To get a better grip on the amount and location of per- and polyfluoroalkyl substances (PFAS) in the US, the Environmental Protection Agency is turning to companies that manufacture or handle these persistent chemicals.
A proposal from the EPA would require companies to provide information on how much PFAS they’ve produced, imported, and processed in the US since 2011. The proposed rule, released June 10, also seeks details about how these compounds were and are used and disposed of. In addition, it would require companies to hand over data on worker exposure to PFAS and the chemicals’ environmental and health effects. Some, but not all, PFAS are linked to adverse health effects.

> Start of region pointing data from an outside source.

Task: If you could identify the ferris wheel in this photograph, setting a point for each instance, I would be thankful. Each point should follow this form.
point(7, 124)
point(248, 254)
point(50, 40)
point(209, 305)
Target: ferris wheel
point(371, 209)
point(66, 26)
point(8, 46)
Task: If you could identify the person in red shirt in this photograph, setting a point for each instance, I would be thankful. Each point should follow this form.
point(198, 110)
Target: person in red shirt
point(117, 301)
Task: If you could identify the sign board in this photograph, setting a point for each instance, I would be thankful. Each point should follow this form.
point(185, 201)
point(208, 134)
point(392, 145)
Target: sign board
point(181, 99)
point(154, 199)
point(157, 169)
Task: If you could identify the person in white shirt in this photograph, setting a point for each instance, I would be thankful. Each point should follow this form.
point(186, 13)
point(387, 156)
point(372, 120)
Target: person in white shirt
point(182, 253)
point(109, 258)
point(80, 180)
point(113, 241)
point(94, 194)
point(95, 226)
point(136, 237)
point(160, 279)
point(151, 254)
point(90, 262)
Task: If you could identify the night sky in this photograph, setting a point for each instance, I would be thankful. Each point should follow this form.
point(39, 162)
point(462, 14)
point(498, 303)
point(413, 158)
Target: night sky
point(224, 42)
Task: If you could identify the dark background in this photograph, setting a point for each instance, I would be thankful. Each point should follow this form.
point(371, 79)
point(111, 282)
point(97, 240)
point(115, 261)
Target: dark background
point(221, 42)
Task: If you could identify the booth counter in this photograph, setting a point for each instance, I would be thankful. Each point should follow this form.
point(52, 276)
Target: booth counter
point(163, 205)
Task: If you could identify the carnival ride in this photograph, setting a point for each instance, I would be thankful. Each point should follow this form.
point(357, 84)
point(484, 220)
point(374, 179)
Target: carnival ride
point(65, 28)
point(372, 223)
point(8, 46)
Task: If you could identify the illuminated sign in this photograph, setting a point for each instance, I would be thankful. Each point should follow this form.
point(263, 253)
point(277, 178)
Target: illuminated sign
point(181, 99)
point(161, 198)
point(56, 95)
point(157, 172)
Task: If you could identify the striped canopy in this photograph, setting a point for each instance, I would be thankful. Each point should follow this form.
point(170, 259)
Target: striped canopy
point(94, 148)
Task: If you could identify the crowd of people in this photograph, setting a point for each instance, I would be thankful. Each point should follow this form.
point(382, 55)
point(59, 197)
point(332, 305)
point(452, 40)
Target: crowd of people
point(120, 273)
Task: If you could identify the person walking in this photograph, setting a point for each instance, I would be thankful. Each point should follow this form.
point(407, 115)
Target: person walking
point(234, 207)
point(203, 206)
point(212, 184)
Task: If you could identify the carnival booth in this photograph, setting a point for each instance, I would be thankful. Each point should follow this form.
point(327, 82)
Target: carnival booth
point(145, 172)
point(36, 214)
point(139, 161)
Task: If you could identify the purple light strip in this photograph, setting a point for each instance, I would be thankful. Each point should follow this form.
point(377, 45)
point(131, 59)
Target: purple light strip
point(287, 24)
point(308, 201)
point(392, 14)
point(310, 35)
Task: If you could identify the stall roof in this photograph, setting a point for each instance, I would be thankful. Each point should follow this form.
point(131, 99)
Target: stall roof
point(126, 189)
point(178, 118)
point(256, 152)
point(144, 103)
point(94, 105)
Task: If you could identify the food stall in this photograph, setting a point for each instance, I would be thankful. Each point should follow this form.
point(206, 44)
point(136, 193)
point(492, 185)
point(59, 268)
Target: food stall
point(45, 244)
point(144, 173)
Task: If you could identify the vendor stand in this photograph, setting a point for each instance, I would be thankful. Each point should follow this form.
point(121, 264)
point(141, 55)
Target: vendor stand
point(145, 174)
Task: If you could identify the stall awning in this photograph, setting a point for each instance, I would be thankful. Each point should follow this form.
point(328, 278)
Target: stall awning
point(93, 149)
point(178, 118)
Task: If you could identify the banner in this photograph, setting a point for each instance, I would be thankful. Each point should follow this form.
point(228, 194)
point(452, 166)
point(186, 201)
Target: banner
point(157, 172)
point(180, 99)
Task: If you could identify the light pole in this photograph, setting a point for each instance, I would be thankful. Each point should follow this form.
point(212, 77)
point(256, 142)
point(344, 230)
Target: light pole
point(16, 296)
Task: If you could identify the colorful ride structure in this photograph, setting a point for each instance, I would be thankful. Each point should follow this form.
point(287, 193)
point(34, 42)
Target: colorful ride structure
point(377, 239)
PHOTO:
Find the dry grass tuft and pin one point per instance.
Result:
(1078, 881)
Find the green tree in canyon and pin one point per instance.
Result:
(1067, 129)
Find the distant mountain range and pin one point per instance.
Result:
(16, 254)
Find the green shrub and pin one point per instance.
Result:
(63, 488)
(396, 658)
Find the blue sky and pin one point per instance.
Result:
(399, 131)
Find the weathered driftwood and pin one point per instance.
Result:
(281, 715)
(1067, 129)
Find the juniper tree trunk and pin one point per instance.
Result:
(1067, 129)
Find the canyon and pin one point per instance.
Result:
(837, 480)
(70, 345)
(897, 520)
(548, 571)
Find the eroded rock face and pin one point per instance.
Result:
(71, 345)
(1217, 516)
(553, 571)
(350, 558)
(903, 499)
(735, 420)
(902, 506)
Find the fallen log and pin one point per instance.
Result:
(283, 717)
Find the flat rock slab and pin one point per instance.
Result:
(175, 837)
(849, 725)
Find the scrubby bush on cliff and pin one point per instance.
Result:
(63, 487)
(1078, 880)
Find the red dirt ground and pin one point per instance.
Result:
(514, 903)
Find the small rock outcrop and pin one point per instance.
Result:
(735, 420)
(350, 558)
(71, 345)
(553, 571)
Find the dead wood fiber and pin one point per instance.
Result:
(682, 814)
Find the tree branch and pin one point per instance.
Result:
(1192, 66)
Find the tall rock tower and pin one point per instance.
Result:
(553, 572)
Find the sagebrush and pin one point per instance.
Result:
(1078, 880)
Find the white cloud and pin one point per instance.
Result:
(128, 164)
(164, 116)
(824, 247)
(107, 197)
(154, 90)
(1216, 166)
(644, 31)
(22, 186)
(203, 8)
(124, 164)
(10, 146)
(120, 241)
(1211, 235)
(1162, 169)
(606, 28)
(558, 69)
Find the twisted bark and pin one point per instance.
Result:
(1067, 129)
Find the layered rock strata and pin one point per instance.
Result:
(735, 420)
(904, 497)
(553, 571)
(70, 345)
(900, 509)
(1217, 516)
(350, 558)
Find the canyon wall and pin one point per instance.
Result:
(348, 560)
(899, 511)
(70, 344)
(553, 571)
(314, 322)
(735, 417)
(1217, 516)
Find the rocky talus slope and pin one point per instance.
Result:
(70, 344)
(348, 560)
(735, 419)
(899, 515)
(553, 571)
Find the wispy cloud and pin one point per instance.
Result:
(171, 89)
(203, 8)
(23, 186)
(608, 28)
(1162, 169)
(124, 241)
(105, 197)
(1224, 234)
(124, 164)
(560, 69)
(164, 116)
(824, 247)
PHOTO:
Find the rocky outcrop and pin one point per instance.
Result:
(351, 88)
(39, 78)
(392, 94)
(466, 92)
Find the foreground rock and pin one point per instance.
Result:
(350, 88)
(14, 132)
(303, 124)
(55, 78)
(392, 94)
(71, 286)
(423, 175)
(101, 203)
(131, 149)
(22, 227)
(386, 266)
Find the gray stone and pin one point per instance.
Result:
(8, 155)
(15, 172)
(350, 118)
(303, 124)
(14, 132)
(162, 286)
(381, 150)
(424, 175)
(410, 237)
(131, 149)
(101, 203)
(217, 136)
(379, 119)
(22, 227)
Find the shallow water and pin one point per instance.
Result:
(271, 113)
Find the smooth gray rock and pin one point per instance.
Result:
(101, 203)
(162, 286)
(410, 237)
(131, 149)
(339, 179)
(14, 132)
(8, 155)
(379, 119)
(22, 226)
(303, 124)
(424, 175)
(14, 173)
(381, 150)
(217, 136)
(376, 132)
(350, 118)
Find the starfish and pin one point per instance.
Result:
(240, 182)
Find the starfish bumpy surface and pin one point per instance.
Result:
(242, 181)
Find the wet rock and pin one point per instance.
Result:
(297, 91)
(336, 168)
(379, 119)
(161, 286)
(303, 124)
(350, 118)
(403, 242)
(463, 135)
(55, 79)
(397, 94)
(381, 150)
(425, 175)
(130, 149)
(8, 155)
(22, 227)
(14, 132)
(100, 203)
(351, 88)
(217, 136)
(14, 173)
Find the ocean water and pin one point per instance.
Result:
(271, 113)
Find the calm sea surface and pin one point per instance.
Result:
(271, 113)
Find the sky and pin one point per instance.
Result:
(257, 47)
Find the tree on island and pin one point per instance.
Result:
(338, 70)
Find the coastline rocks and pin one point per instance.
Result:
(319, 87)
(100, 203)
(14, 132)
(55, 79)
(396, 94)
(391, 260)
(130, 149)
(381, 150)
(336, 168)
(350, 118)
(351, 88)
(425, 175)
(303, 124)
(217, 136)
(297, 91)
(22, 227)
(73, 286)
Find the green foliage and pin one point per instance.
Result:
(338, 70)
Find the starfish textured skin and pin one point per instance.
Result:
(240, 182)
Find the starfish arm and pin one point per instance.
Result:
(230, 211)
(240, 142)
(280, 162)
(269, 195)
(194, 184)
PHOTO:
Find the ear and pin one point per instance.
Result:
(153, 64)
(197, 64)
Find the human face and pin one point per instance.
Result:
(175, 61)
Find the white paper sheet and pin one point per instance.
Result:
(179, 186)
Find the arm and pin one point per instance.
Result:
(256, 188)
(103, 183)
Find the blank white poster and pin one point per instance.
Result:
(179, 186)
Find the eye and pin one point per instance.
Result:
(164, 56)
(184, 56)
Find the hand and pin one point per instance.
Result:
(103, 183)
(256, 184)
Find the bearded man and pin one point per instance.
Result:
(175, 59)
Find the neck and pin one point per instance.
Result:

If finalized, the proposal would provide the EPA with comprehensive data on more than 1,000 PFAS, the agency says.
Water utilities, environmental advocates, and community groups have urged the EPA to collect this sort of information using its authority under the Toxic Substances Control Act. A representative of the American Water Works Association told the Senate Environment and Public Works Committee at a June 9 hearing that such data would help state regulators pinpoint areas likely to have PFAS-contaminated drinking water. An increasing number of communities across the US face water supplies tainted with toxic forms of PFAS stemming from industrial or military activities.
An EPA spokesperson tells C&EN in a statement that the agency is soliciting data on the presence of PFAS in wastewater discharges from facilities that make or formulate the chemicals. The EPA will then evaluate whether regulation is warranted to control the release of PFAS via industrial wastewater.